2/ The Skeptics’ Guide to the Universe: Episode #762
Dr. Steven Novella, Bob Novella, Cara Santa Maria, Jay Novella, Evan Bernstein
Podcast, February 15, 2020
Nominating member: Seth Harrell
The Skeptics’ Guide to the Universe is an award-winning weekly podcast that features five hosts. They describe their show as being dedicated to promoting critical thinking and science literacy through insightful content and resources. Typically, the show does not have a live audience. However, the hosts decided to record episode #762 in front of a live audience while they were visiting Australia. The format of the podcast features the five hosts analyzing current news and events from a scientific and skeptical point of view, but for this particular episode, the hosts decided to imagine they were in year 2035. As such, they created news headlines and events for their scenario to use as the basis for their normal discussion and analysis. Futurists know the “future headlines” technique to be a useful tool for imagining scenarios, but the key difference in this usage of the technique is that the hosts surprised their audience by not informing them that this episode would be different in any way. While the date of 2035 was briefly mentioned during the introduction, the rest of the episode unfolded just as usual and left the audience on their own to understand what was happening. This was an innovative approach, in terms of audience perception of a scenario, which created a sense of unease and I believe it would be similar to a person unknowingly entering an artist’s installation.
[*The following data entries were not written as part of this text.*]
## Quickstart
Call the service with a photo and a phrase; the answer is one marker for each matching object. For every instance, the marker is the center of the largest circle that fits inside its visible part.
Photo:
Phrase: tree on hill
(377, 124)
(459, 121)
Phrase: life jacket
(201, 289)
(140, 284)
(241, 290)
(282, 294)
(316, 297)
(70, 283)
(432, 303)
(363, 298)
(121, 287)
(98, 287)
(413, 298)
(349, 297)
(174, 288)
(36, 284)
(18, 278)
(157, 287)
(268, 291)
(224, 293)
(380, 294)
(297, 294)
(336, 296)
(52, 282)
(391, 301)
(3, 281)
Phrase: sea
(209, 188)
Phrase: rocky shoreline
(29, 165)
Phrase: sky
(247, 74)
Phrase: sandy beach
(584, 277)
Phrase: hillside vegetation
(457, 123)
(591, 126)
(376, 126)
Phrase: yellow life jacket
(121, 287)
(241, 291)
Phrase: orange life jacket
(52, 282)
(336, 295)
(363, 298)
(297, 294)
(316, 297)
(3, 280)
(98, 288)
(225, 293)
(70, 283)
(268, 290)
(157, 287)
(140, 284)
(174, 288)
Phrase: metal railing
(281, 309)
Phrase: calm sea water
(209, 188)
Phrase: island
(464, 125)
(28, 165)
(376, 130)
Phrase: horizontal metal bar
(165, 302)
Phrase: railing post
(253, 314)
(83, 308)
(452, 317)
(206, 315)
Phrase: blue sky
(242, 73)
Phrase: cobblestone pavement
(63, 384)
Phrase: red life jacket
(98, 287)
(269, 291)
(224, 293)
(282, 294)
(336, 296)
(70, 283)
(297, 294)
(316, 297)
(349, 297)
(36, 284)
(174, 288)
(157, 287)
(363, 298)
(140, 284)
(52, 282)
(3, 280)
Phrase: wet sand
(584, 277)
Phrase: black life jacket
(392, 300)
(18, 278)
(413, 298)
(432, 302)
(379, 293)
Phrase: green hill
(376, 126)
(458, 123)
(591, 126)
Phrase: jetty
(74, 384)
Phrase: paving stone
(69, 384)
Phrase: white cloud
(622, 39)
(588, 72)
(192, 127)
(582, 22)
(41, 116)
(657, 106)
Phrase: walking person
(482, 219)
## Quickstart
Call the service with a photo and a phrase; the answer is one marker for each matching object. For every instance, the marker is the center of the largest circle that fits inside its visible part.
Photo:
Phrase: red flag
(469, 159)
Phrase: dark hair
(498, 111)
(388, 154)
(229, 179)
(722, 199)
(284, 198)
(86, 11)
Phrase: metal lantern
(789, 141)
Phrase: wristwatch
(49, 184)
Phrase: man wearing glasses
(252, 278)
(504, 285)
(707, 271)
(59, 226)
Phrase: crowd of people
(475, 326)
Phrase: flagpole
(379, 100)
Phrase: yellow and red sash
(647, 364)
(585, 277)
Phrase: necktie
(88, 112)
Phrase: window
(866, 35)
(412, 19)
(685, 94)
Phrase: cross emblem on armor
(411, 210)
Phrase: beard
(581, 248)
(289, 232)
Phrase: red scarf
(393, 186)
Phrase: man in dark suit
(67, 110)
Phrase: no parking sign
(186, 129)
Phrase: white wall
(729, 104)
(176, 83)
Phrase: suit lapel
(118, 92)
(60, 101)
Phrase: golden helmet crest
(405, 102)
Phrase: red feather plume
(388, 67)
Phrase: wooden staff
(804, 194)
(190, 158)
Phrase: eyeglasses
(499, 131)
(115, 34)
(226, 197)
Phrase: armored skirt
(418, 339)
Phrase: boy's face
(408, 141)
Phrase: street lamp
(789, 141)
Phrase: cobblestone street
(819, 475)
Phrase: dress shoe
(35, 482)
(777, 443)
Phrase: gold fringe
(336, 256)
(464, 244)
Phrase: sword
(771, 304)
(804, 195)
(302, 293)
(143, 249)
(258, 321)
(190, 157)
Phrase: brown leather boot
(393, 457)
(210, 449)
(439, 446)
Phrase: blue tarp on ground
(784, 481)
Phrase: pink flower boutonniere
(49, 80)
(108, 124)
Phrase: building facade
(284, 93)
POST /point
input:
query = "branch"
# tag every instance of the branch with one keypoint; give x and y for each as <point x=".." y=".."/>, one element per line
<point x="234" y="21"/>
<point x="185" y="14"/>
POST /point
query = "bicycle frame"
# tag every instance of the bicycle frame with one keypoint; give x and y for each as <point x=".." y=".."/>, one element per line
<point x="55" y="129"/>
The hosts then conducted an in-depth discussion of a wide variety of news and issues in 2035 and how each issue evolved from 2020 to 2035. Some of the topics covered included: the current state of climate change and how it continued to be addressed by nations of the world, genetically modified organisms, synthetic life (the 4th domain of life), the concept of digital murder (in which hackers erase your digital identity), and what life was like with most of social and economic activity taking place on a platform known as “The AUG”. Although the intention of the hosts may not have been to experiment with scenario presentation methods or to even present the most original, interesting, or compelling future, I believe that their application of critical thinking to the future content they created combined with their improvisational performance making the 2035 scenario believable, deserves to be recognized as an outstand artistic work.
3/ ConseQuest
Kirsten Day and Bridgette Engeler
Public participatory futures installation. May 2019. City of Melbourne and Telstra Readify
Nominating Member: Joseph Voros
As part of Melbourne Knowledge Week (MKW) 2019, the City of Melbourne commissioned the authors to create an interactive installation to help people understand the networked impacts of their actions. Themed ‘So, what if…?’ in 2019, the unique festival attracts an estimated 26,000 people annually. The entire installation ran in The Hub from 10am to 10pm 20 –26 May 2019. Created using a foresight process, the authors conceived the main installation in The Hub – a retro 8-bit-style playable game called ConseQuest, featuring a Ninja-inspired character who goes on an imaginary quest to find the solution to four challenges linked to four ‘What if…’ scenarios. Along the way the character encounters a wizard whose commentary guides the way through the emerging complexity of seemingly inconsequential choices. Combining various futures methods and tools (e.g. Futures Wheel and Harman Fan) and participatory and experiential futures principles, the installation shows how futures thinking and transmedia storytelling can provoke and challenge people to explore the impact of our actions and foster conversations about futures. Adjacent to the main screen was a manual interface where festivalgoers were asked to ‘think like a futurist’ by contributing to crowdsourced scenarios using Harman Fan or creating links between different possible actions and impacts in a Futures Wheel.